Voi lo dite, non è così? La chiesa parla, ella confessa questo.

Ma questa Parola è ancora più vicina. E’ nel vostro cuore. Se avete questa Parola nel vostro cuore, non dite che è impossibile essere giusti. La Parola è vicina, e ciò è sufficiente.

Ciò è significativo non soltanto per i Giudei, ma anche per noi, anche se è vero che l’apostolo sta parlando in modo specifico ai Giudei. Perché il loro errore era che essi cercavano di divenire giusti con la giustizia della legge. Ma i Giudei che credevano portavano i loro sacrifici con fede in Cristo.

 

La Base di Questa Confessione

Cristo diviene la base di questa giustizia. L’apostolo fornisce due note esplicative ai versi 6 e 7 che rendono chiaro questo. "Non dire: ‘chi ascenderà al cielo?’ perché questo," spiega l’apostolo, "equivale a negare l’ascensione di Cristo. E non dire: ‘chi discenderà nell’abisso?’ perché questo," spiega l’apostolo, "equivale a negare la discesa di Cristo." Il fatto è che Cristo discese.

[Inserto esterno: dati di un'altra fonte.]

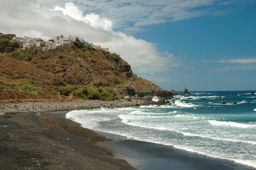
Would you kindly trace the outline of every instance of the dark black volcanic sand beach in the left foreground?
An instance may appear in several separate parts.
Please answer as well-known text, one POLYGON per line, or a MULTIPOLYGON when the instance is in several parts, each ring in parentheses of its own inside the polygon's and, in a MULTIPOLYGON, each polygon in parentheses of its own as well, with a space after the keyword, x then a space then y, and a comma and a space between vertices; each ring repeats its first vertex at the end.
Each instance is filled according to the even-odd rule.
POLYGON ((92 130, 63 116, 42 116, 49 124, 38 118, 35 113, 0 116, 1 170, 135 170, 126 161, 110 156, 111 153, 99 151, 100 147, 84 146, 88 141, 109 141, 92 130))

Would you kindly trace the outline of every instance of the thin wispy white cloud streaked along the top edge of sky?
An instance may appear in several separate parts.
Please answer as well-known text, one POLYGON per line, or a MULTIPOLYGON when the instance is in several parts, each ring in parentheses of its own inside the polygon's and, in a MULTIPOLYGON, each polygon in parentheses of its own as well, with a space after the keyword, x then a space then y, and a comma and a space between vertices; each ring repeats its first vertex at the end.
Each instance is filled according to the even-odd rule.
POLYGON ((59 5, 58 9, 63 9, 69 1, 79 4, 84 14, 109 18, 119 30, 131 27, 133 32, 141 32, 140 27, 151 24, 229 14, 225 12, 228 5, 240 7, 241 3, 252 0, 37 0, 37 4, 52 8, 59 5))

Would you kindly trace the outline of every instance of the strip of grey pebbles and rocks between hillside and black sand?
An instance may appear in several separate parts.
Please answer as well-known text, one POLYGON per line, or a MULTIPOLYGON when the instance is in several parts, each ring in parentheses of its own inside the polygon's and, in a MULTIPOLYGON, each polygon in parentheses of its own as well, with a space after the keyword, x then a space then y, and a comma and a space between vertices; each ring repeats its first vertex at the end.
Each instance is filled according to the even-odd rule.
POLYGON ((24 102, 17 104, 0 104, 0 115, 16 112, 55 112, 71 111, 79 109, 96 109, 100 107, 135 107, 149 104, 164 104, 165 98, 160 101, 152 101, 152 97, 144 98, 125 97, 117 101, 99 101, 99 100, 74 100, 74 101, 45 101, 45 102, 24 102))

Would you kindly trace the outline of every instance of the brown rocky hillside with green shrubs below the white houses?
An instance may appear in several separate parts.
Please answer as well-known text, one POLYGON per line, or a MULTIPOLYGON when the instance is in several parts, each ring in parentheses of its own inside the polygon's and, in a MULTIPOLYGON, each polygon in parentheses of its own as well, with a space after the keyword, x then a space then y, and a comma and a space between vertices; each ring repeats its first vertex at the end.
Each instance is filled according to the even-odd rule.
MULTIPOLYGON (((106 87, 108 93, 118 96, 126 89, 118 87, 129 83, 134 83, 129 88, 136 92, 163 92, 151 81, 136 78, 131 66, 115 53, 81 46, 79 42, 72 46, 58 46, 46 52, 41 49, 34 46, 0 53, 0 100, 57 99, 60 95, 62 98, 70 98, 73 92, 76 95, 73 99, 87 99, 90 91, 95 89, 99 89, 96 95, 105 94, 101 89, 103 87, 106 87), (67 94, 61 91, 63 87, 68 89, 67 94), (62 93, 70 96, 66 97, 62 93)), ((88 98, 97 99, 96 95, 88 98)), ((106 98, 104 100, 110 100, 106 98)))

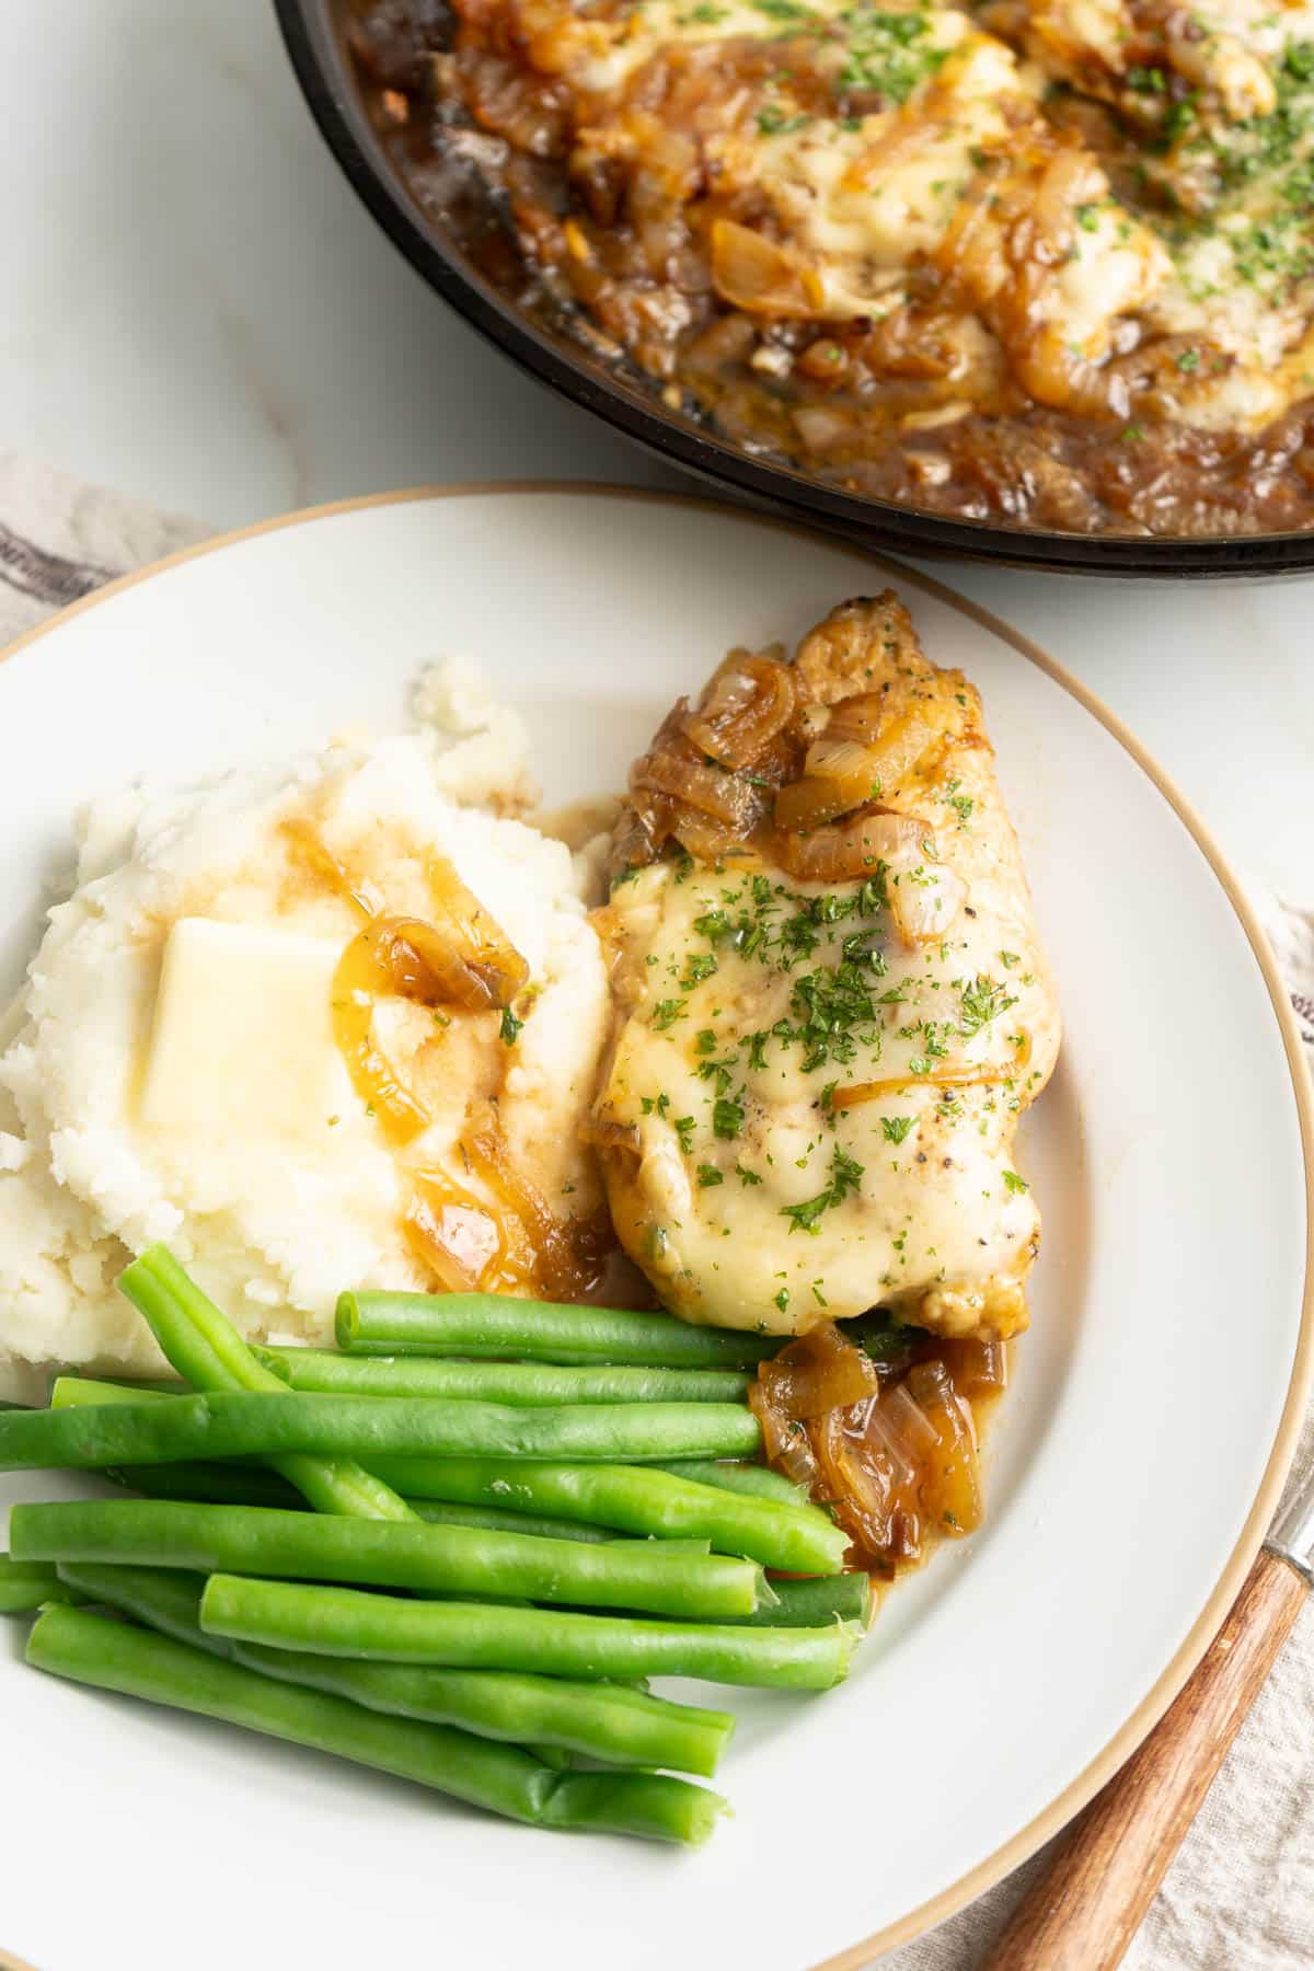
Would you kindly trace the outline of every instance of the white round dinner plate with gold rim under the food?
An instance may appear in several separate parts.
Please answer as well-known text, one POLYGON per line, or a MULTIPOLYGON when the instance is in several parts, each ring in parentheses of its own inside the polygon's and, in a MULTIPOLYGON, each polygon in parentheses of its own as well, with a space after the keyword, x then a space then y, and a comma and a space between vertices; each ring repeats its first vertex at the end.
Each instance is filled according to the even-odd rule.
POLYGON ((0 997, 99 788, 396 725, 416 668, 469 650, 569 798, 617 784, 731 643, 890 576, 985 694, 1068 1031, 1020 1157, 1046 1246, 985 1531, 890 1597, 839 1691, 733 1695, 735 1819, 697 1855, 528 1833, 45 1681, 6 1628, 0 1943, 41 1971, 855 1967, 1076 1811, 1217 1626, 1310 1366, 1281 989, 1127 733, 902 570, 693 501, 526 489, 361 503, 128 581, 0 670, 0 997))

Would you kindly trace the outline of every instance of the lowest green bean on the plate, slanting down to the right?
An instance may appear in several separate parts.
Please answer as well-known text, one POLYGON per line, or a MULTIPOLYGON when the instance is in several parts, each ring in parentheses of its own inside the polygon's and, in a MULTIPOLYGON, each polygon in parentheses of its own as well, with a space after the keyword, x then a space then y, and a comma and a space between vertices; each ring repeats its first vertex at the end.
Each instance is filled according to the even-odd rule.
POLYGON ((77 1683, 335 1752, 536 1827, 697 1843, 725 1811, 723 1800, 688 1780, 552 1772, 518 1746, 364 1711, 345 1697, 278 1683, 246 1664, 221 1662, 171 1636, 83 1608, 47 1608, 37 1616, 28 1662, 77 1683))

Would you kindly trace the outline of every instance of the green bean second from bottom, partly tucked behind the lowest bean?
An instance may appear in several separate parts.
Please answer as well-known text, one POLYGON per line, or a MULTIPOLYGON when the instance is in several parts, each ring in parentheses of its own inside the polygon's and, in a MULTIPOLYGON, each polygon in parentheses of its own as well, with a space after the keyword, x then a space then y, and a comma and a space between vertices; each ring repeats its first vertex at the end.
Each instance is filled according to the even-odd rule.
MULTIPOLYGON (((53 1569, 51 1569, 53 1579, 53 1569)), ((97 1567, 65 1561, 57 1585, 93 1602, 120 1608, 213 1656, 244 1662, 284 1683, 351 1697, 368 1711, 459 1725, 481 1738, 534 1738, 546 1748, 603 1758, 617 1766, 674 1766, 711 1778, 735 1719, 648 1697, 628 1685, 569 1683, 563 1677, 500 1669, 412 1669, 392 1664, 347 1664, 292 1650, 262 1650, 209 1636, 201 1628, 205 1575, 165 1567, 97 1567)))

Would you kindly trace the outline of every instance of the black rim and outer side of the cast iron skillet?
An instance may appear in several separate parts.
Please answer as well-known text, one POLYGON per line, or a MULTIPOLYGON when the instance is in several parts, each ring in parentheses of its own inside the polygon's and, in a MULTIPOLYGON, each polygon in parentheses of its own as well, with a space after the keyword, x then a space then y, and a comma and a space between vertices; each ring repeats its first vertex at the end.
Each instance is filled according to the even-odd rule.
POLYGON ((731 491, 756 507, 873 550, 953 554, 1091 576, 1217 579, 1314 570, 1314 532, 1239 540, 1147 540, 946 520, 843 493, 788 465, 753 457, 684 412, 668 410, 656 392, 593 357, 565 327, 554 331, 530 319, 508 294, 498 292, 496 282, 475 264, 455 215, 449 225, 422 211, 388 160, 359 101, 351 63, 337 35, 333 0, 274 0, 274 6, 319 130, 364 205, 412 266, 532 376, 583 404, 664 463, 680 465, 723 493, 731 491))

Egli morì. Egli fu risuscitato. Egli ascese. E questa è la Parola della giustizia che noi predichiamo.

Lo so, noi guardiamo a noi stessi, è duro credere. E’ difficile credere che siamo giusti senza opere. Noi siamo inclinati a guardare a noi stessi, alle nostre opere. Siamo inclinati a chiedere: "Cosa ho fatto che piace a Dio?" La risposta è : "Niente." Giorno per giorno, momento per momento, siamo peccatori. E così cominciamo ad avere paura. E poi udiamo la giustizia della legge dire: "Amerai il Signore tuo Dio con tutta la tua mente, e cuore, ed anima e forza." Quindi tremiamo. E diciamo: "Chi ascenderà in cielo o discenderà nell’abisso? Essere giusti è impossibile."

Ma poi la Parola giunge, la Parola della fede che è predicata a voi e me. E questa parola della fede dice: "Non parlare in questo modo, fermati, non condannare te stesso, basta col guardare alla legge. Non dire ‘chi ascenderà in cielo?’ Cristo lo ha fatto. Non dire: ‘chi discenderà nell’abisso?’ Cristo lo ha fatto. Anche se i tuoi peccati fossero come scarlatto, essi saranno bianchi come neve."